Facemasks are no longer required. Should I still wear one?
Some things to consider before throwing out those face masks
By Dr. William Kim, Chief Medical Advisor, Beach Cities Health District
Earlier this month, the Centers for Disease Control & Prevention (CDC) updated their guidance for people wearing face masks as a prevention measure during the COVID-19 pandemic. Instead of masks being “required,” they are now “strongly recommended.” The Los Angeles County Department of Public Health followed suit, lifting their indoor mask requirement as of Friday after the County achieved the “Low Community Risk” level.
Many people are happy they are no longer required to wear masks and, for the first time in a long time, can see people’s smiling faces again.

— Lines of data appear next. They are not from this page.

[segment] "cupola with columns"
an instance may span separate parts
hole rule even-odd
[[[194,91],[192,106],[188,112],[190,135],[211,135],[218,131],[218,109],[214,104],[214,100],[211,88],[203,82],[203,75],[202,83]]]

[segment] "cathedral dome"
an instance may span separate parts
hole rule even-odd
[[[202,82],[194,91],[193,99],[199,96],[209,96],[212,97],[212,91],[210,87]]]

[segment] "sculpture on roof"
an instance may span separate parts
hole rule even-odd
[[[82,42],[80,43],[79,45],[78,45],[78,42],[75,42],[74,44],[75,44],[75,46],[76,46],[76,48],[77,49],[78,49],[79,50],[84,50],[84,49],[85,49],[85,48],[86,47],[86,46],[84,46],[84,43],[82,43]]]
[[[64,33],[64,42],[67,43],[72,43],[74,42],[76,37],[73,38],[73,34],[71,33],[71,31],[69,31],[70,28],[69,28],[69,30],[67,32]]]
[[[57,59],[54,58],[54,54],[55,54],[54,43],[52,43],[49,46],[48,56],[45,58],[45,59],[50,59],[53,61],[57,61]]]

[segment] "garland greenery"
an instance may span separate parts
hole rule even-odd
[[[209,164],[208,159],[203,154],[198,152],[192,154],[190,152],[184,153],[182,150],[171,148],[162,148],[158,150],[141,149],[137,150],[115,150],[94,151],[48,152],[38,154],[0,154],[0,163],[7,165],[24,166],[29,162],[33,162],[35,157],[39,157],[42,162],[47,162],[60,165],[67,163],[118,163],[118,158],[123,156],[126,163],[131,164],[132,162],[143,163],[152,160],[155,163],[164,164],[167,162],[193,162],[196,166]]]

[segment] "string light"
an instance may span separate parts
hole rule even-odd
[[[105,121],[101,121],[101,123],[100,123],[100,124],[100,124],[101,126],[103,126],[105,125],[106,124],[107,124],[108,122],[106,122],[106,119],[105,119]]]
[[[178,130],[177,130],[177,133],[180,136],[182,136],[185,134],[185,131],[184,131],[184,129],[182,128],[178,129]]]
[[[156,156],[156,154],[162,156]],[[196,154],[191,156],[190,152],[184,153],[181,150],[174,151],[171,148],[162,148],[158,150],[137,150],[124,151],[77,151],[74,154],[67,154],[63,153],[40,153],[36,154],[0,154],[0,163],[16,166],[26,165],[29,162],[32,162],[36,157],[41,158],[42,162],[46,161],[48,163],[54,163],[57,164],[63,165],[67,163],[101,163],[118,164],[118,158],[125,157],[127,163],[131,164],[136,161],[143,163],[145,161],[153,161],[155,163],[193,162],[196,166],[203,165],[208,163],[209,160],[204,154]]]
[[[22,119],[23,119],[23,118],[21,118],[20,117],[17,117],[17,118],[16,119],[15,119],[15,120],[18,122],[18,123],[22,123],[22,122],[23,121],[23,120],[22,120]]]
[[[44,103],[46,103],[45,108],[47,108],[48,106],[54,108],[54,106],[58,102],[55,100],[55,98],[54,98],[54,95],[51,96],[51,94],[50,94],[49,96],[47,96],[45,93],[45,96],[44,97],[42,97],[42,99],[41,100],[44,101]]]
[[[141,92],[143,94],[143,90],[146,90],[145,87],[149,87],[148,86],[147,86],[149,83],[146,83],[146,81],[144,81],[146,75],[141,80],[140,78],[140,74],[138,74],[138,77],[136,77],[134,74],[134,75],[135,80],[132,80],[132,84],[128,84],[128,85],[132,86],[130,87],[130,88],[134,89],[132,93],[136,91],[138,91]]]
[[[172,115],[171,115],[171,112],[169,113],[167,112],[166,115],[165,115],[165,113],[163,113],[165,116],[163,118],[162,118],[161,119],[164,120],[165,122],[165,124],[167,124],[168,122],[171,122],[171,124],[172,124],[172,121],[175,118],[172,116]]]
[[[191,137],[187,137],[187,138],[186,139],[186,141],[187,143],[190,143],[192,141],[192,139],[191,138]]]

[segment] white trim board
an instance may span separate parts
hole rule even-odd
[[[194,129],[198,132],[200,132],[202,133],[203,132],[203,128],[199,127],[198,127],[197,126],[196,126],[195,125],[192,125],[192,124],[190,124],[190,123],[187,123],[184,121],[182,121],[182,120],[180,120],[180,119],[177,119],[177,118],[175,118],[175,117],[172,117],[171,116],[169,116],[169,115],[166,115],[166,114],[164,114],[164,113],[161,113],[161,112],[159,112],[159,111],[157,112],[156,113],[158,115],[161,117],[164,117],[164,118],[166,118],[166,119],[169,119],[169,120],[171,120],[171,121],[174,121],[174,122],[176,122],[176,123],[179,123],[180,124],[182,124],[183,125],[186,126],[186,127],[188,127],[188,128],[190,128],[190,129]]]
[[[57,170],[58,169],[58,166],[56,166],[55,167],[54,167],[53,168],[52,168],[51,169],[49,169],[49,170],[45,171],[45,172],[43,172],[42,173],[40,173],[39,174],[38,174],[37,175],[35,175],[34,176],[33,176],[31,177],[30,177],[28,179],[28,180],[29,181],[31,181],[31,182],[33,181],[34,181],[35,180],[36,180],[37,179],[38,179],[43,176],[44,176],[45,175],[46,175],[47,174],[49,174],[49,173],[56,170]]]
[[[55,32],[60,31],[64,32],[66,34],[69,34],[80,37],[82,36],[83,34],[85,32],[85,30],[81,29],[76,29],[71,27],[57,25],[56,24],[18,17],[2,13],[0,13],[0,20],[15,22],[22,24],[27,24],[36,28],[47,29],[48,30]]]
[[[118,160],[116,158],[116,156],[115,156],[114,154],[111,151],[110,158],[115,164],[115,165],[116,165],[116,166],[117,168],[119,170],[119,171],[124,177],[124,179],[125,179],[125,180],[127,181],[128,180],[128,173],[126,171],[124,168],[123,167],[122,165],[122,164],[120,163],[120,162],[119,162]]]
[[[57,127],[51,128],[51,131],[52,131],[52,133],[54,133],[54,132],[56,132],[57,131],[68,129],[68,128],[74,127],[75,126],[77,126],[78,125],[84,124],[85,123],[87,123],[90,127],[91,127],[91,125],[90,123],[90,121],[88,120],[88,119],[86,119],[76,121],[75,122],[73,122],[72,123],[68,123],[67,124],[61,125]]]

(Please note: masks have been required at all schools until March 12, when masking indoors for both vaccinated and unvaccinated students, staff, teachers and visitors will be strongly recommended. Also, masking is still required in certain settings, including public transit, transportation hubs, all health care settings (including long term care and adult and senior care facilities), correctional and detention facilities, homeless shelters, and emergency shelters. It’s a good idea to keep a mask with you should you find yourself in one of these settings.)
But this brings up a good question: “Should I continue to wear a mask in public?”

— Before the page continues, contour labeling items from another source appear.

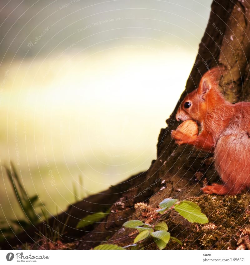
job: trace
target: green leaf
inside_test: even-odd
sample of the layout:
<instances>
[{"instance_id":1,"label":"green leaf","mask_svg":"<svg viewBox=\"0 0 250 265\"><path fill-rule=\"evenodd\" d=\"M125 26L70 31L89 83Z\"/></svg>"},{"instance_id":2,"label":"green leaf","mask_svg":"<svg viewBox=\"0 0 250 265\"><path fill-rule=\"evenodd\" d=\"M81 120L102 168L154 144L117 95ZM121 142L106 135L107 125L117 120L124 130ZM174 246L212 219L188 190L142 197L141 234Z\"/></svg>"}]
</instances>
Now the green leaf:
<instances>
[{"instance_id":1,"label":"green leaf","mask_svg":"<svg viewBox=\"0 0 250 265\"><path fill-rule=\"evenodd\" d=\"M140 220L130 220L124 223L122 225L129 228L135 228L138 226L141 226L144 224L142 221Z\"/></svg>"},{"instance_id":2,"label":"green leaf","mask_svg":"<svg viewBox=\"0 0 250 265\"><path fill-rule=\"evenodd\" d=\"M78 223L77 228L81 228L91 224L95 222L98 222L103 219L107 215L107 213L100 212L92 214L89 214L81 220Z\"/></svg>"},{"instance_id":3,"label":"green leaf","mask_svg":"<svg viewBox=\"0 0 250 265\"><path fill-rule=\"evenodd\" d=\"M180 245L182 246L182 243L181 243L181 242L177 238L175 238L173 237L170 237L170 238L172 240L173 240L174 241L175 241L176 242L178 243L178 244L179 244Z\"/></svg>"},{"instance_id":4,"label":"green leaf","mask_svg":"<svg viewBox=\"0 0 250 265\"><path fill-rule=\"evenodd\" d=\"M191 206L192 206L193 208L194 208L195 209L198 209L200 211L201 211L201 209L200 206L195 203L193 203L192 202L190 201L186 201L186 200L182 201L185 202L186 203L189 204Z\"/></svg>"},{"instance_id":5,"label":"green leaf","mask_svg":"<svg viewBox=\"0 0 250 265\"><path fill-rule=\"evenodd\" d=\"M151 233L151 235L153 238L160 239L166 244L168 244L170 239L170 234L166 231L163 230L158 230Z\"/></svg>"},{"instance_id":6,"label":"green leaf","mask_svg":"<svg viewBox=\"0 0 250 265\"><path fill-rule=\"evenodd\" d=\"M172 206L178 200L177 199L172 199L171 198L165 199L160 203L159 206L162 208L166 208L167 209Z\"/></svg>"},{"instance_id":7,"label":"green leaf","mask_svg":"<svg viewBox=\"0 0 250 265\"><path fill-rule=\"evenodd\" d=\"M156 210L156 211L160 214L163 214L168 209L168 208L165 207L165 208L162 208L162 209L158 209Z\"/></svg>"},{"instance_id":8,"label":"green leaf","mask_svg":"<svg viewBox=\"0 0 250 265\"><path fill-rule=\"evenodd\" d=\"M168 229L167 224L164 222L162 222L157 223L154 226L156 230L164 230L167 231Z\"/></svg>"},{"instance_id":9,"label":"green leaf","mask_svg":"<svg viewBox=\"0 0 250 265\"><path fill-rule=\"evenodd\" d=\"M160 249L163 249L166 247L167 244L161 239L154 238L154 241Z\"/></svg>"},{"instance_id":10,"label":"green leaf","mask_svg":"<svg viewBox=\"0 0 250 265\"><path fill-rule=\"evenodd\" d=\"M183 201L174 206L174 209L191 223L206 223L208 222L207 216L202 213L199 207L195 208L190 202ZM196 204L197 205L197 204Z\"/></svg>"},{"instance_id":11,"label":"green leaf","mask_svg":"<svg viewBox=\"0 0 250 265\"><path fill-rule=\"evenodd\" d=\"M147 230L144 230L142 231L134 239L134 243L136 243L138 241L141 241L148 237L150 234L150 232Z\"/></svg>"},{"instance_id":12,"label":"green leaf","mask_svg":"<svg viewBox=\"0 0 250 265\"><path fill-rule=\"evenodd\" d=\"M112 244L104 244L102 245L99 245L97 247L96 247L94 249L99 250L108 250L108 249L116 249L121 250L124 249L121 247L119 247L117 245L113 245Z\"/></svg>"}]
</instances>

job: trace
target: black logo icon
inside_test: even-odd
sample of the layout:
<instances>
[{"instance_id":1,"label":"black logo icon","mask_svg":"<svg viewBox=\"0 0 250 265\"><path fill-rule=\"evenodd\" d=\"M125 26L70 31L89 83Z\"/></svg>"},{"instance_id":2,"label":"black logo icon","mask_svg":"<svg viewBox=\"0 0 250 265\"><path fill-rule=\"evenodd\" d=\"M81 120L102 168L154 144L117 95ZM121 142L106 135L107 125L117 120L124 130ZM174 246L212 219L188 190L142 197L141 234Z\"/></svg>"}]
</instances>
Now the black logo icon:
<instances>
[{"instance_id":1,"label":"black logo icon","mask_svg":"<svg viewBox=\"0 0 250 265\"><path fill-rule=\"evenodd\" d=\"M14 254L12 252L10 252L6 255L6 259L8 261L11 261L14 258Z\"/></svg>"}]
</instances>

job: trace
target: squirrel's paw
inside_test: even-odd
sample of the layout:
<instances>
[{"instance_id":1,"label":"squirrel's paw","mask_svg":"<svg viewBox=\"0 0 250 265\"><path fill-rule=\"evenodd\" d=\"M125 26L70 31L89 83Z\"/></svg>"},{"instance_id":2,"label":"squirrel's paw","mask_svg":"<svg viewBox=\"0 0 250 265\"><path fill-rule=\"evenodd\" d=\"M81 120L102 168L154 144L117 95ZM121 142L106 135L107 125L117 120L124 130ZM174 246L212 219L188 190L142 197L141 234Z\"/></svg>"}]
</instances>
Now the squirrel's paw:
<instances>
[{"instance_id":1,"label":"squirrel's paw","mask_svg":"<svg viewBox=\"0 0 250 265\"><path fill-rule=\"evenodd\" d=\"M228 192L228 189L224 185L217 183L213 183L211 186L207 186L202 188L201 190L207 194L211 194L214 193L218 195L224 195Z\"/></svg>"},{"instance_id":2,"label":"squirrel's paw","mask_svg":"<svg viewBox=\"0 0 250 265\"><path fill-rule=\"evenodd\" d=\"M175 140L175 143L178 145L188 144L190 138L190 136L187 135L178 130L172 130L171 131L171 137Z\"/></svg>"}]
</instances>

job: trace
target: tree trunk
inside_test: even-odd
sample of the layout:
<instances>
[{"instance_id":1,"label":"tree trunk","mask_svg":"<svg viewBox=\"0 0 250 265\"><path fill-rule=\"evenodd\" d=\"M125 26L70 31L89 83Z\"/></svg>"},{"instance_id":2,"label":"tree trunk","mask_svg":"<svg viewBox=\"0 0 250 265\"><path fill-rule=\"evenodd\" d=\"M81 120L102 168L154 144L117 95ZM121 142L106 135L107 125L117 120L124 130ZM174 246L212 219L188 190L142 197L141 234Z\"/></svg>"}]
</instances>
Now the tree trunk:
<instances>
[{"instance_id":1,"label":"tree trunk","mask_svg":"<svg viewBox=\"0 0 250 265\"><path fill-rule=\"evenodd\" d=\"M209 21L180 102L187 93L198 87L202 76L209 68L219 63L230 70L220 83L222 91L227 100L235 103L250 99L248 64L250 4L250 0L213 2ZM72 206L74 209L73 214L68 210L62 214L63 218L56 218L59 220L60 229L65 223L67 215L71 216L65 228L67 233L65 239L75 241L77 243L77 248L81 249L90 249L102 242L122 246L131 244L133 238L129 234L133 230L123 228L122 224L129 219L143 220L145 218L145 214L142 215L143 210L139 206L135 208L135 204L144 203L155 208L164 199L172 197L179 200L188 198L195 202L208 216L209 222L206 225L191 224L171 213L165 219L171 236L178 238L183 244L182 246L171 242L167 248L247 247L244 241L247 239L242 237L242 233L249 239L249 232L246 231L249 231L247 228L250 227L248 209L250 195L243 193L234 196L211 196L201 192L200 189L204 183L217 181L219 177L213 166L212 154L196 150L191 145L178 146L171 139L171 130L178 125L175 116L179 105L178 102L166 121L167 128L161 130L157 145L157 159L152 161L146 172L130 178L129 181L124 183L126 184L118 185L118 190L116 190L115 186L103 193L106 195L95 197L94 201L90 198L88 208L86 203L80 202L77 206ZM90 201L89 198L84 201ZM88 212L96 212L107 208L109 204L111 206L110 213L102 222L90 226L87 228L88 232L75 229L78 219L88 214ZM51 219L51 224L54 219ZM29 237L33 238L36 229L40 230L42 227L42 225L39 225L28 232L28 235L26 231L22 233L22 237L18 235L16 237L20 243L30 241ZM83 235L79 240L81 235ZM9 243L13 246L14 242L17 242L16 238L15 240ZM150 241L145 247L156 248Z\"/></svg>"}]
</instances>

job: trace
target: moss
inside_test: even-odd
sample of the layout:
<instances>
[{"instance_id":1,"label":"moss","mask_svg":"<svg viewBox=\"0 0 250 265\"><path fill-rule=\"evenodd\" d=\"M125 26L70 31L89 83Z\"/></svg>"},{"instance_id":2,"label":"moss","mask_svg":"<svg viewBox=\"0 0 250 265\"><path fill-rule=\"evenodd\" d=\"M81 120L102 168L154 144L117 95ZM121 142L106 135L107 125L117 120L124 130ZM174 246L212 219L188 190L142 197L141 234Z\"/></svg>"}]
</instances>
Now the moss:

There are a number of ways to answer this question, beginning with this: we are still in a global pandemic and COVID-19 remains a threat, along with the variants, Delta, Omicron and Omicron BA.2. While we thankfully are no longer seeing high transmission levels like we saw in December and January, you need to consider the personal and family risks of being in public, and you may decide that wearing a mask is the right decision for that situation. In deciding, individuals should consider:
- Are there individuals in the household who have underlying health conditions that create elevated risk for severe illness from COVID?
- Are there unvaccinated family members in the household including young children not yet eligible for vaccines?
- Does anyone in the household work in a setting with vulnerable individuals at elevated risk of severe illness from COVID?
For instance, if you’re an older adult, or have a health condition that makes you more vulnerable, you should keep that facemask handy, especially if you’re going to be in a crowded, indoor setting.
You won’t be alone. I have been to a few public places this week. At some of the businesses I visited, as many as half of the customers were wearing masks.
If you still need a reason to continue wearing a mask, here are some (less than serious) reasons:
- I don’t have to shave.
- Masks can hide pimples.
- Health care workers, like doctors, nurses, lab and x-ray technicians have been wearing masks for years. Many people consider healthcare workers to be smart or intelligent, so wearing a mask may make you look smart, too.
Seriously, we learned during the recent Omicron surge that a mask that offers good fit and filtration provides good protection against the virus. Medical-grade masks, such as the N95, KN95 or KF94, help prevent the transmission of infectious agents other than COVID-19, such as flu and cold viruses. If you don’t have one of these masks, a surgical mask with a cloth covering over it is a good alternative and provides better protection than a cloth face covering alone.
After a tough winter, COVID-19 numbers are trending in the right direction, as shown by the lifting of mask requirements and hopefully the virus will continue its retreat. While you don’t have to wear that mask everywhere, it’s a good idea to keep it handy for your health and the health of those around you.